Read this book for: dysfunctional detective, romantic subplot, interesting characters, in-your-face action, Scandanavian/Nordic Noir

Quick Review: While unsubtle and taking more after the style of an American TV thriller than it’s Nordic Noir cousins, THE BAT is a quick, readable and diverting thriller that ticks all the boxes of its genre.


Harry Hole is a Norwegian detective out of his element in Australia, investigating the death of a Norwegian national. Although he isn’t really supposed to be involved, he discovers a string of linked murders, and ends up the de facto leader of an investigation into a serial killer whose identity is almost impossible to pin down. Hole has to try to fight his own demons off long enough to catch the murderer, forever changing his own life in the process.

This series is incredibly popular, but this is my first foray into the world of Jo Nesbo’s Harry Hole. THE BAT fits fairly squarely into the “thriller” category, and is a bit of a unique introduction to a character that many readers have fallen in love with.

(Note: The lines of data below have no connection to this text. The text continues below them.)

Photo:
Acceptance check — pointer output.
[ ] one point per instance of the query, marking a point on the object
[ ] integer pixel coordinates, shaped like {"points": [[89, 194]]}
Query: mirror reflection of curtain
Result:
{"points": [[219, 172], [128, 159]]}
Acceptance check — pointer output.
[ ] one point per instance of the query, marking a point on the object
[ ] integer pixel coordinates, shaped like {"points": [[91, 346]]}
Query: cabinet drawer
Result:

As much as this is Nordic noir, it read very differently from what I expected. The prose was very direct and uncomplicated, as expected from the genre. However, the number of action sequences, gunplay, and the sheer number of fights that Harry manages to get into felt to me more like an American TV thriller than the gritty, realist procedural pieces that I love most about Scandinavian crime fiction.

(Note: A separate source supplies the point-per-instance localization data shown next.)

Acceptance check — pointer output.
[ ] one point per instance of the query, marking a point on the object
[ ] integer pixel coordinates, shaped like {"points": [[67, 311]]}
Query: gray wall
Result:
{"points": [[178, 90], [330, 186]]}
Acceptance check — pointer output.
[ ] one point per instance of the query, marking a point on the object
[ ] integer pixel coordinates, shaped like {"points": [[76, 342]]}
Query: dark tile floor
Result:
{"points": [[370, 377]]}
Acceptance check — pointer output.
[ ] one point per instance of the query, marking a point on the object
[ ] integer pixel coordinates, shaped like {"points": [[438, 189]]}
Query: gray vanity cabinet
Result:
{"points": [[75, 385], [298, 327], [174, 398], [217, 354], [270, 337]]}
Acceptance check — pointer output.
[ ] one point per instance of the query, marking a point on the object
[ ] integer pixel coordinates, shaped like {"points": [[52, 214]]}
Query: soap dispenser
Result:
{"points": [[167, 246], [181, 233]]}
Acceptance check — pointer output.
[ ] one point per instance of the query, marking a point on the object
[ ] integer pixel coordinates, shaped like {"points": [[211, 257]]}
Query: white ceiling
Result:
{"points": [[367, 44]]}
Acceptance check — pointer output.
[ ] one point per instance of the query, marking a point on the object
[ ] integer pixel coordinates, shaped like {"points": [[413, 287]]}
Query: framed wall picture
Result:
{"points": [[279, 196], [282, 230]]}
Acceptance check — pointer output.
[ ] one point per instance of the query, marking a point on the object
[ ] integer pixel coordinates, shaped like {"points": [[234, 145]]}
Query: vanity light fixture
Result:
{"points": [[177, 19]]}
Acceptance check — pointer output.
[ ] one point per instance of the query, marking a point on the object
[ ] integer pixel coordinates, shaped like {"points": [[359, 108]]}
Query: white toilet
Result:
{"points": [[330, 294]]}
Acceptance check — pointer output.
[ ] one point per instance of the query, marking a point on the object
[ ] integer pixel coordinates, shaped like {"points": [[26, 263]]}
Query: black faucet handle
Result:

In fact – possibly because it was not what I was expecting – I felt those moments of flashy drama detracted somewhat from the story. Clichéd American tropes were in abundance, from the romantic interest as a subplot to the level of overkill in some of the murders. And how many times can a police officer really threaten witnesses, victims, and gangs, plus get into fights with “bad guys” not essential to the plot before getting kicked off the force? Especially when he’s not really on the force in the country in the first place!

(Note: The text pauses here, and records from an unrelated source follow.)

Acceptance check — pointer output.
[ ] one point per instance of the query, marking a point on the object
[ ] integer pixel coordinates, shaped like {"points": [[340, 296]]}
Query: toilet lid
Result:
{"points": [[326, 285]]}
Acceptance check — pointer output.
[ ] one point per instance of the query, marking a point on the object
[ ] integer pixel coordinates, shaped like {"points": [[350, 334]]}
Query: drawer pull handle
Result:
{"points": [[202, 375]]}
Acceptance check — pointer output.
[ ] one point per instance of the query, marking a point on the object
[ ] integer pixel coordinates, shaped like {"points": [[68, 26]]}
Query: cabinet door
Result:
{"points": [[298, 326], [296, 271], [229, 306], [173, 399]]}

The other, lesser issue that I found with this book is that it started off slowly. Very slowly. Such a gradual phasing-in of the actual investigation happens that it’s almost mid-book before it really takes off and the focus switches from “Harry’s tour of Australia with the police as a guide” to “Harry investigating a case”. Maybe I am just impatient, but it took me a while to get into this.

While this all sounds very negative so far, the story itself is actually not bad, helped a great deal by the interesting nature of some of the characters. Harry with his emotional scars, Andrew Kensington with his colourful history, Otto with his drama that stays just on the right side of being a stereotype, and Joseph with his wisdom and unconventional life story are all versions of character archetypes that we have seen before. However, they are varied, likeable and fresh enough that you can’t help become somewhat invested in what happens to them. I have a feeling I’ll miss the latter three characters in future Harry Hole novels.

A quick note on the order of these novels: while this is the first in the series, this was not the first Harry Hole novel to be translated to English – in fact, it was the third or fourth. I feel like this would have made more sense as a third or fourth novel. The new setting and the unfamiliar places would have been better used as a fresh take on a character that we already know, and serve to better inform the Harry’s backstory once we actually saw what he was like on a “normal” case. Although I have not yet read any of the other novels in this series, this might be one that I would suggest reading out of order.

All told, THE BAT is a very readable, quick little thriller with characters that are interesting enough to propel the story and make you want to find out what happens to them. Read this to further inform the backstory of Harry Hole, but maybe come back to this one after you have read a few later novels in the series.